Il riflesso giusto può essere riassunto in una frase: «Ti richiamo subito al tuo numero.» Nessuna vera emergenza può resistere fino a due minuti di controllo.

  1. Riaggancia e richiama il solito numero della persona amata. Quello salvato sul tuo telefono, non quello che ti ha appena chiamato. Nella stragrande maggioranza dei casi risponde la persona che ami davvero, in perfetta salute.
  2. Verificare con la famiglia. Anche se ti fosse stata chiesta la segretezza, soprattutto se ti fosse stata chiesta la segretezza. Basta una chiamata ai genitori o ai fratelli per far crollare lo scenario.
  3. Non pagare mai con coupon, buoni regalo o contanti dati a uno sconosciuto. Nessuna amministrazione, nessun avvocato, nessun ospedale accetta questi mezzi di pagamento.
  4. Se hai già pagato contatta subito la tua banca. Richiedere il blocco o la revoca del trasferimento. Ogni ora conta per sperare di recuperare i fondi.
  5. Presentare un reclamo e segnalare. Alla polizia o alla gendarmeria, poi via cybermalveillance.gouv.fr e a 33700 per il numero fraudolento.

Come Kin-Guard rileva questa truffa

La truffa della persona amata falsa si basa su un numero sconosciuto e sull'elemento sorpresa. Kin-Guard risponde a chiamate sconosciute per conto della persona amata: l'assistente chiede al chiamante di identificarsi e spiegare il motivo, il che disinnesca immediatamente lo scenario di panico. I tipici indicatori di questa frode – drammatica urgenza, richiesta di denaro, richiesta di segretezza, pressione emotiva – sono tra i segnali che Kin-Guard monitora continuamente. In caso di dubbio la chiamata non viene trasmessa e l'assistente viene avvisato.

Domande frequenti

Come faccio a verificare che sia davvero mio nipote o mia nipote a chiamare?
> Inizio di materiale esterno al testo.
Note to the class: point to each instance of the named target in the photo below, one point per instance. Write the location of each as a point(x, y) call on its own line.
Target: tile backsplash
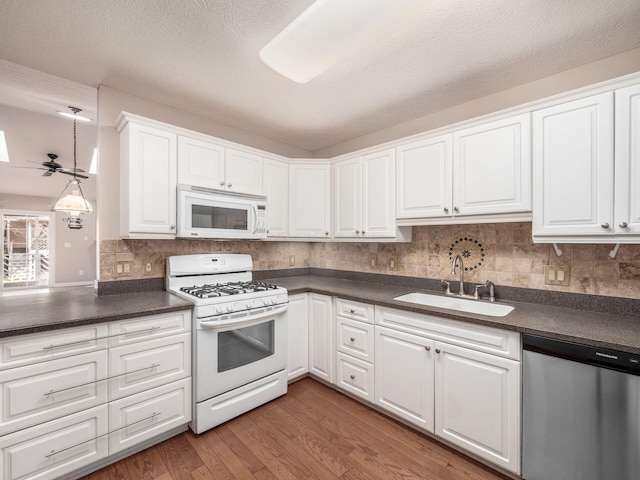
point(503, 253)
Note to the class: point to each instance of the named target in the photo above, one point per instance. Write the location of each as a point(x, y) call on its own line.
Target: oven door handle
point(246, 319)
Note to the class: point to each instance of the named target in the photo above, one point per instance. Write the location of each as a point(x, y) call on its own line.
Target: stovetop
point(227, 289)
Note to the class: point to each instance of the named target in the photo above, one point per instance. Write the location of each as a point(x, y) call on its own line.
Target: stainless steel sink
point(455, 303)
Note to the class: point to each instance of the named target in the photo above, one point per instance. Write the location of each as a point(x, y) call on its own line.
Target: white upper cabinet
point(492, 167)
point(423, 178)
point(364, 196)
point(481, 170)
point(148, 173)
point(309, 200)
point(574, 169)
point(202, 163)
point(243, 172)
point(276, 189)
point(627, 158)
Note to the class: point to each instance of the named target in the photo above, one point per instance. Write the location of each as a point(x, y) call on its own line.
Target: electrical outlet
point(556, 275)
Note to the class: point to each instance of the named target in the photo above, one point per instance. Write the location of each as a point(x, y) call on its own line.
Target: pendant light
point(72, 200)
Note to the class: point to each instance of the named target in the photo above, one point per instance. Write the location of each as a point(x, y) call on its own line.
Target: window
point(26, 252)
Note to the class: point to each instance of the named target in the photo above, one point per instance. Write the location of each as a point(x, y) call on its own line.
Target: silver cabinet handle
point(52, 392)
point(150, 417)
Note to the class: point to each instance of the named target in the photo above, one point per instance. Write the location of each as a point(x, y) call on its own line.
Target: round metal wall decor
point(471, 251)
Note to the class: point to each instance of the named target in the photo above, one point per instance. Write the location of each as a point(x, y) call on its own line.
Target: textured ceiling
point(202, 56)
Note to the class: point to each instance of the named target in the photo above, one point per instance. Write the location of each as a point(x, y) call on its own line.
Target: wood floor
point(312, 433)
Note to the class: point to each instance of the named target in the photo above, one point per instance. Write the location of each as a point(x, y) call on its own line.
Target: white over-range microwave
point(204, 213)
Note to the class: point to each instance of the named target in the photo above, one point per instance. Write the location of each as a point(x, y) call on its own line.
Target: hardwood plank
point(179, 457)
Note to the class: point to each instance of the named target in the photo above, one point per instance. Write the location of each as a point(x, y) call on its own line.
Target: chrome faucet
point(457, 260)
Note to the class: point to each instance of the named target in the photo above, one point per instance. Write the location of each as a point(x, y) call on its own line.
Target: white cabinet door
point(347, 196)
point(573, 168)
point(627, 164)
point(477, 403)
point(276, 189)
point(200, 163)
point(298, 340)
point(423, 178)
point(378, 194)
point(243, 172)
point(309, 190)
point(148, 170)
point(492, 167)
point(53, 449)
point(404, 376)
point(321, 342)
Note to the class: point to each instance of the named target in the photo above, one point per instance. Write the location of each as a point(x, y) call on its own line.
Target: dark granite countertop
point(29, 311)
point(618, 332)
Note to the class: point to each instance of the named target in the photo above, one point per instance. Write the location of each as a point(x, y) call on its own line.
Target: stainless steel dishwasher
point(581, 412)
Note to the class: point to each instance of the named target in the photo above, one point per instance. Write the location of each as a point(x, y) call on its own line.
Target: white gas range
point(240, 335)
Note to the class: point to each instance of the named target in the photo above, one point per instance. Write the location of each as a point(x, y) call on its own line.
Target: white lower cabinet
point(298, 335)
point(477, 403)
point(404, 376)
point(55, 448)
point(459, 381)
point(321, 351)
point(72, 397)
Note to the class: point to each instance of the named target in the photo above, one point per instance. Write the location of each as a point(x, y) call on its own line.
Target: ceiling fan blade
point(71, 173)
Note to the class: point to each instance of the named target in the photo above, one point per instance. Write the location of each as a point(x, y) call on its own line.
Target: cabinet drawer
point(140, 417)
point(38, 393)
point(55, 448)
point(39, 347)
point(125, 332)
point(496, 341)
point(354, 310)
point(355, 339)
point(140, 366)
point(355, 376)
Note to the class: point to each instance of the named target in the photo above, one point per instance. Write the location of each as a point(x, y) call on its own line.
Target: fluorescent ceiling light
point(328, 32)
point(4, 153)
point(80, 118)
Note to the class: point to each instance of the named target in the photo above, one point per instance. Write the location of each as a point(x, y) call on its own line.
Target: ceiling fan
point(52, 167)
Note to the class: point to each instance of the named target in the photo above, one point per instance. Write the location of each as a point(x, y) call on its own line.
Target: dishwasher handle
point(600, 357)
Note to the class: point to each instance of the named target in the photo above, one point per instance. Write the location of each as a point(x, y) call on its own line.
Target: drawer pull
point(52, 392)
point(150, 417)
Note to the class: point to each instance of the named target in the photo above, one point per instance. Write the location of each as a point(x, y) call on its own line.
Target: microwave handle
point(255, 219)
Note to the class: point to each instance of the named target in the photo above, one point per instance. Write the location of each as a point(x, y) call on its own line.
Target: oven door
point(234, 350)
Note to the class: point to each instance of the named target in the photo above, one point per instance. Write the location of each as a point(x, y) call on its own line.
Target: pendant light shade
point(72, 200)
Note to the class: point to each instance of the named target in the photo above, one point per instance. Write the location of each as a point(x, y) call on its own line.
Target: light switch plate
point(556, 275)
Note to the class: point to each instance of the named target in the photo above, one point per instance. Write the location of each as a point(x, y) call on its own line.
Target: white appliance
point(205, 213)
point(240, 335)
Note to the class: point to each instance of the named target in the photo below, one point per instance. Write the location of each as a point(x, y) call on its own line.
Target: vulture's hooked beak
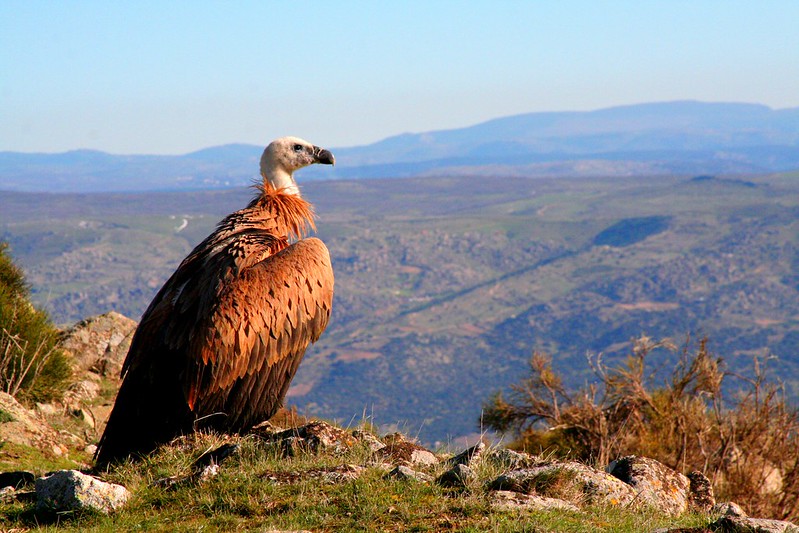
point(323, 156)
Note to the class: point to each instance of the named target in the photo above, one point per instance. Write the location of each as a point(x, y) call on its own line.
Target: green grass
point(244, 496)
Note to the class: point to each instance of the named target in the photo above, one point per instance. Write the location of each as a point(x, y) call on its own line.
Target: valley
point(445, 285)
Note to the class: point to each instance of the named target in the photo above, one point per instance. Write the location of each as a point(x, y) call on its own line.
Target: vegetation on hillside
point(744, 439)
point(32, 367)
point(445, 285)
point(261, 489)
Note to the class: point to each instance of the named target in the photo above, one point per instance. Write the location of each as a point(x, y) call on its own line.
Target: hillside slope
point(445, 286)
point(645, 139)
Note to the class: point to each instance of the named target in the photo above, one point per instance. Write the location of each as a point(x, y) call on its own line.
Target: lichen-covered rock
point(510, 459)
point(469, 456)
point(99, 343)
point(571, 481)
point(728, 509)
point(457, 476)
point(700, 497)
point(401, 451)
point(368, 440)
point(403, 472)
point(656, 484)
point(506, 500)
point(28, 428)
point(315, 437)
point(70, 490)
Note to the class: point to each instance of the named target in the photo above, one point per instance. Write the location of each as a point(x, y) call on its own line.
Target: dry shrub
point(32, 367)
point(747, 444)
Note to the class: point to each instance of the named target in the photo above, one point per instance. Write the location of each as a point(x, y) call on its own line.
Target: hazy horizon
point(154, 78)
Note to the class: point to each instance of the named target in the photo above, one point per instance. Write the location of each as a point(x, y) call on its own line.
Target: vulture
point(221, 341)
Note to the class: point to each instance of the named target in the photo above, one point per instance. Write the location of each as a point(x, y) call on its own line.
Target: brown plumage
point(220, 342)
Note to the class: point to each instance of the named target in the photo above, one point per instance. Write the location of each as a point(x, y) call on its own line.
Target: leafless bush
point(748, 445)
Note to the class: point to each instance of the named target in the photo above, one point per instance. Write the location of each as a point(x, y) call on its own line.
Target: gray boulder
point(570, 481)
point(655, 484)
point(506, 500)
point(70, 490)
point(99, 343)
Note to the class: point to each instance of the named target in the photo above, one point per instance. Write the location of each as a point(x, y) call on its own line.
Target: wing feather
point(277, 317)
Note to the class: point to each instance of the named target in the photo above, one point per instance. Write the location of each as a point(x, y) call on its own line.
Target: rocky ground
point(67, 431)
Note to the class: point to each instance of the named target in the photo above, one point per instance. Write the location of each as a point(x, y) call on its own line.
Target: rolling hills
point(645, 139)
point(445, 285)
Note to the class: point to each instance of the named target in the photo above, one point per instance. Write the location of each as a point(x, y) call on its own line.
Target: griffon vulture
point(222, 339)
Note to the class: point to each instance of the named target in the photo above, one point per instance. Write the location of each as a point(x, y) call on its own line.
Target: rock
point(99, 343)
point(656, 484)
point(506, 500)
point(46, 409)
point(28, 428)
point(570, 481)
point(700, 497)
point(16, 479)
point(81, 393)
point(728, 509)
point(469, 456)
point(510, 459)
point(70, 490)
point(406, 473)
point(458, 476)
point(315, 437)
point(738, 524)
point(369, 440)
point(398, 450)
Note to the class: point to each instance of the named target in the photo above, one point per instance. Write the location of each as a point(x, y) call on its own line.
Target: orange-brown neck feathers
point(292, 210)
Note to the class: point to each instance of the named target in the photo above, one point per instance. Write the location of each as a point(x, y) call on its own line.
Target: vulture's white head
point(287, 154)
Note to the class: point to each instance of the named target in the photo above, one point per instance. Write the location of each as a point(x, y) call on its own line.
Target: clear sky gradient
point(170, 77)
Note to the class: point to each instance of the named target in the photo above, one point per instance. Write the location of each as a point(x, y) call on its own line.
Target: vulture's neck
point(292, 215)
point(279, 178)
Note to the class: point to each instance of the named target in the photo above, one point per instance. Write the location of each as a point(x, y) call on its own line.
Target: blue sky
point(173, 77)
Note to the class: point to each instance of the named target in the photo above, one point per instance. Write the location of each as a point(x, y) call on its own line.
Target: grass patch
point(259, 489)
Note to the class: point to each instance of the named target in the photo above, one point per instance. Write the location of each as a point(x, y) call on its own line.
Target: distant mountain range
point(683, 137)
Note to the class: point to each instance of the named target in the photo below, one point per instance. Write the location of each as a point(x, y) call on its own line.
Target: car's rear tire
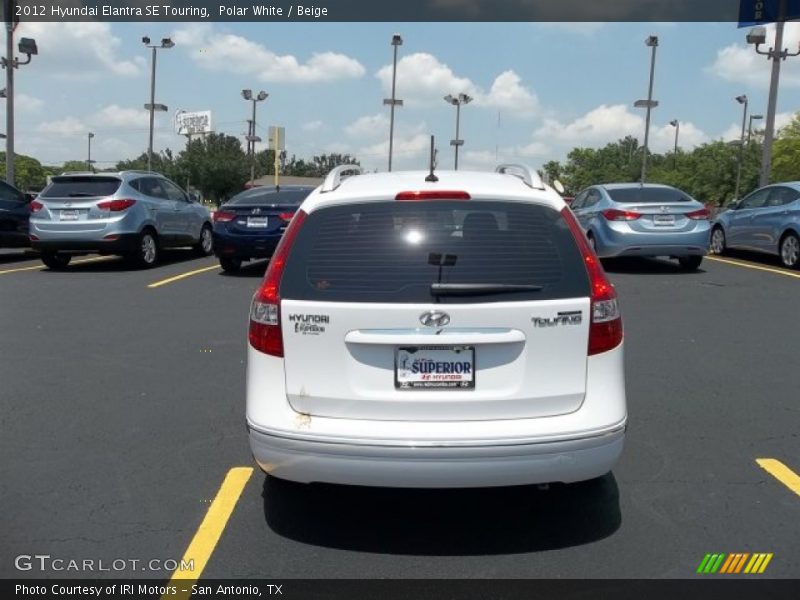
point(55, 261)
point(146, 253)
point(230, 265)
point(690, 263)
point(790, 250)
point(205, 245)
point(717, 245)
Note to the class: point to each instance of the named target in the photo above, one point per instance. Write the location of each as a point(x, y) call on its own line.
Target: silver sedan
point(768, 220)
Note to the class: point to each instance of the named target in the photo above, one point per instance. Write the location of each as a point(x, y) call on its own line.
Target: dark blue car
point(15, 212)
point(251, 224)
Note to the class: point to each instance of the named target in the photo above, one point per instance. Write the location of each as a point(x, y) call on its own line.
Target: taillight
point(265, 312)
point(612, 214)
point(605, 329)
point(116, 205)
point(432, 195)
point(699, 215)
point(223, 216)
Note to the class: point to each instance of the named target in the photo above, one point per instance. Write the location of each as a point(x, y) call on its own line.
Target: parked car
point(633, 219)
point(132, 213)
point(456, 333)
point(15, 211)
point(768, 220)
point(251, 224)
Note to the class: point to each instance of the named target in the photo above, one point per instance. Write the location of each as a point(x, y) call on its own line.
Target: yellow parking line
point(207, 536)
point(181, 276)
point(781, 472)
point(40, 266)
point(746, 265)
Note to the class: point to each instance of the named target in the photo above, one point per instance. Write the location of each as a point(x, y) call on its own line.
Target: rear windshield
point(648, 195)
point(77, 187)
point(395, 251)
point(288, 197)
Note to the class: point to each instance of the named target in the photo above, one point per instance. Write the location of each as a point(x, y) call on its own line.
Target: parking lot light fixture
point(251, 136)
point(9, 62)
point(744, 102)
point(649, 104)
point(166, 44)
point(393, 101)
point(750, 128)
point(457, 101)
point(777, 54)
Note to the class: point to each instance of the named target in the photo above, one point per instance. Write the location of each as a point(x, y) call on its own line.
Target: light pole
point(757, 37)
point(392, 102)
point(166, 43)
point(457, 101)
point(677, 125)
point(89, 160)
point(649, 104)
point(744, 102)
point(28, 47)
point(750, 128)
point(252, 138)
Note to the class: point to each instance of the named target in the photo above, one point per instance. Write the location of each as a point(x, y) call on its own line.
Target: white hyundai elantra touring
point(449, 333)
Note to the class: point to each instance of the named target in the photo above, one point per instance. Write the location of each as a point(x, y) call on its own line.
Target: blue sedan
point(251, 224)
point(768, 220)
point(633, 219)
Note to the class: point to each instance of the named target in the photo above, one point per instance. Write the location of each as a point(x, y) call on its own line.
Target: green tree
point(215, 164)
point(786, 153)
point(29, 174)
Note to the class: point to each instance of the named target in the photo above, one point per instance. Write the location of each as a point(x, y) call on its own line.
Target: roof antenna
point(431, 176)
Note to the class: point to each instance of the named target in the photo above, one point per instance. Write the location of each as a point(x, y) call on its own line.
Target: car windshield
point(270, 196)
point(449, 252)
point(81, 187)
point(645, 195)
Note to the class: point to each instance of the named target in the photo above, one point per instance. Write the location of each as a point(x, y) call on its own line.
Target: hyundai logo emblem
point(434, 318)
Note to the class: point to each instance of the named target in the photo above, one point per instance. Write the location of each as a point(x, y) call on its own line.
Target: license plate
point(435, 367)
point(257, 221)
point(663, 220)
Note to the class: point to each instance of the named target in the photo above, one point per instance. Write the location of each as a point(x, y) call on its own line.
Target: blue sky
point(540, 89)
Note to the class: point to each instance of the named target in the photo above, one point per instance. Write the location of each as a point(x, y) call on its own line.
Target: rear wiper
point(478, 289)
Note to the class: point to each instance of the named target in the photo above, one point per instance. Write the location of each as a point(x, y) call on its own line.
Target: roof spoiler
point(336, 176)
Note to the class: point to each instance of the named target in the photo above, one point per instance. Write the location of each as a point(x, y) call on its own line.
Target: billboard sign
point(193, 123)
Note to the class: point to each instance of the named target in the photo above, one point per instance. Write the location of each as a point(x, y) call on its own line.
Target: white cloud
point(312, 126)
point(508, 93)
point(739, 63)
point(117, 116)
point(79, 50)
point(65, 126)
point(217, 51)
point(372, 126)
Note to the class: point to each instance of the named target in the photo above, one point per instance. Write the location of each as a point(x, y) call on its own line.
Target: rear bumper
point(124, 243)
point(244, 247)
point(437, 465)
point(612, 242)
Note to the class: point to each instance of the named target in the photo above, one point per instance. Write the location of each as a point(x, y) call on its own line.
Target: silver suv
point(132, 213)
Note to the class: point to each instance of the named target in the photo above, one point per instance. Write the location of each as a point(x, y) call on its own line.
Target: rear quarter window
point(394, 252)
point(77, 187)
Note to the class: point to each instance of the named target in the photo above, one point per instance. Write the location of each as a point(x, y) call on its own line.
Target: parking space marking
point(781, 472)
point(41, 267)
point(747, 265)
point(205, 540)
point(157, 284)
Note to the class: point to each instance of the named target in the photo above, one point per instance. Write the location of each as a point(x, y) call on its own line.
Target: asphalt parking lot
point(123, 411)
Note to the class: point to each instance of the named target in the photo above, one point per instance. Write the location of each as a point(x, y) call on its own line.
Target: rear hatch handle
point(415, 337)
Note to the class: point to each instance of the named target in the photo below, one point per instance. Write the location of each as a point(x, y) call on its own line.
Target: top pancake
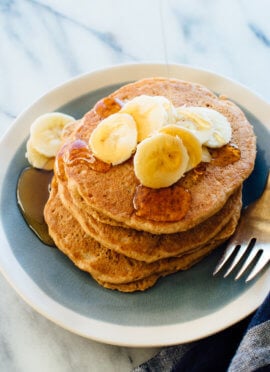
point(111, 193)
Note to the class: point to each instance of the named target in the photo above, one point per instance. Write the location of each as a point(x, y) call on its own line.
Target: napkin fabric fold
point(243, 347)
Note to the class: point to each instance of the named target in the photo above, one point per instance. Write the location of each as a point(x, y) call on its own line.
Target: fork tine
point(237, 258)
point(227, 254)
point(262, 262)
point(254, 252)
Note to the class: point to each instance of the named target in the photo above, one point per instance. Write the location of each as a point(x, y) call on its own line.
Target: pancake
point(109, 268)
point(145, 246)
point(111, 193)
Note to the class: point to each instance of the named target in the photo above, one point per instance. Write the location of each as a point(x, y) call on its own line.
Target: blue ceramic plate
point(179, 308)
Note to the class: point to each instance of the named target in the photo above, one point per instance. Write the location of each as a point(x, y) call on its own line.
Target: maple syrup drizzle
point(166, 204)
point(32, 195)
point(108, 106)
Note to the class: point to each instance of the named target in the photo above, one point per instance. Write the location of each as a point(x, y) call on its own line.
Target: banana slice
point(45, 132)
point(114, 139)
point(36, 159)
point(190, 141)
point(210, 126)
point(160, 160)
point(150, 114)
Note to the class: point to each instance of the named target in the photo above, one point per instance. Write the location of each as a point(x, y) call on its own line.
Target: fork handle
point(261, 208)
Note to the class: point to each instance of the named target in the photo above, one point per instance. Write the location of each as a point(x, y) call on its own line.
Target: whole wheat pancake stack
point(92, 212)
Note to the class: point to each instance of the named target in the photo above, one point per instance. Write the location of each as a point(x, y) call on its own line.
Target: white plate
point(180, 308)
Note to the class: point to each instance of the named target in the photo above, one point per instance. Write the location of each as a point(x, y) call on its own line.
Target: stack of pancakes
point(90, 212)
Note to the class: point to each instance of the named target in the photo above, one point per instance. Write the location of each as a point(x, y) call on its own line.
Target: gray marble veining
point(44, 43)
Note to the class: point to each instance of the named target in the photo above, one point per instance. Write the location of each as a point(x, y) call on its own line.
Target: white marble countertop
point(46, 42)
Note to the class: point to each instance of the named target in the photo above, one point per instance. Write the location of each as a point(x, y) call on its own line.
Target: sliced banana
point(210, 126)
point(160, 160)
point(36, 159)
point(190, 141)
point(46, 130)
point(114, 139)
point(150, 114)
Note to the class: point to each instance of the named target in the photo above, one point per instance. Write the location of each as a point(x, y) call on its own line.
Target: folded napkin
point(244, 347)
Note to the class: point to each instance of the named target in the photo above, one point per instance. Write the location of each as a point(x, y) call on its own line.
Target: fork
point(251, 240)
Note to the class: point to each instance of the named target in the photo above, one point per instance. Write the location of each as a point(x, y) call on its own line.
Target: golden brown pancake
point(145, 246)
point(91, 215)
point(111, 193)
point(110, 268)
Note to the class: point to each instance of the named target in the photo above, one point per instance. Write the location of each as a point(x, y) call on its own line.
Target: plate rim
point(114, 334)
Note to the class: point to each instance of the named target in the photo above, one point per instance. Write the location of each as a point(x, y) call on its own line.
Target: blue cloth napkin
point(244, 347)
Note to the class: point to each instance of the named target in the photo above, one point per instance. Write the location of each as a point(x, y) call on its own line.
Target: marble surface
point(43, 44)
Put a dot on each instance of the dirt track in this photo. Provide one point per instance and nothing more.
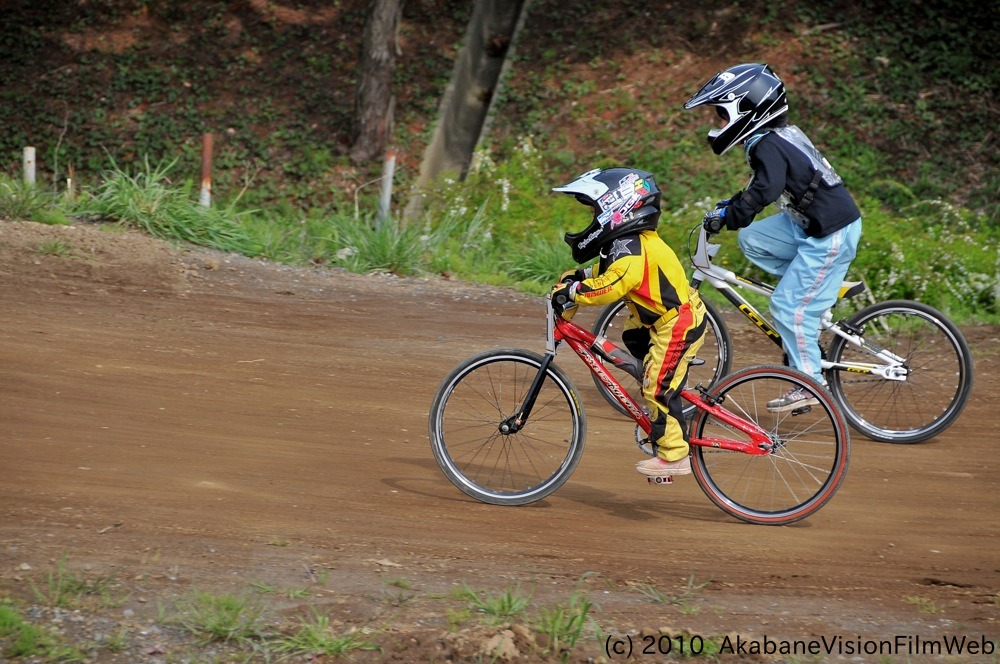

Riaggancia e richiama la persona amata al suo solito numero, quello salvato sul tuo telefono. Puoi anche fare una domanda alla quale solo la persona che ami veramente conosce la risposta (un ricordo specifico, un soprannome di famiglia). Un truffatore darà sempre una motivazione per non rispondere: telefono rotto, numero temporaneo, emergenza.

I truffatori possono davvero imitare la voce di una persona cara?

SÌ. Gli strumenti di clonazione vocale tramite intelligenza artificiale consentono di riprodurre una voce a partire da pochi secondi di registrazione, ad esempio da video pubblicati sui social network. Una voce simile quindi non è più prova di identità. Il riflesso rimane lo stesso: riagganciare e richiamare il solito numero della persona amata.

Perché il truffatore chiede di mantenere il segreto?

Il segreto è il cuore del sistema: “non dirlo alla mamma”, “mi vergogno, tienitelo per te”. Isolandoti, il truffatore impedisce l'unica cosa che farebbe fallire la truffa: la verifica con il resto della famiglia. Qualsiasi richiesta di segretezza abbinata a una richiesta di denaro è un importante segnale di allarme.

Ho inviato denaro a una persona cara falsa, cosa devo fare?

Contatta subito la tua banca per provare a bloccare o revocare il bonifico, sporgere denuncia alla polizia o alla gendarmeria con tutte le informazioni (numero chiamante, orari, importi, recapiti utilizzati), denunciare i fatti su cybermalveillance.gouv.fr così come il numero fraudolento a 33700.

Articolo scritto da Charlie BART, fondatore di Kin-Guard. Pubblicato il 7 luglio 2026.

Fonti: Cybermalveillance.gouv.fr: truffa del bambino falso in pericolo · Service-public.fr — Truffa: cosa fare?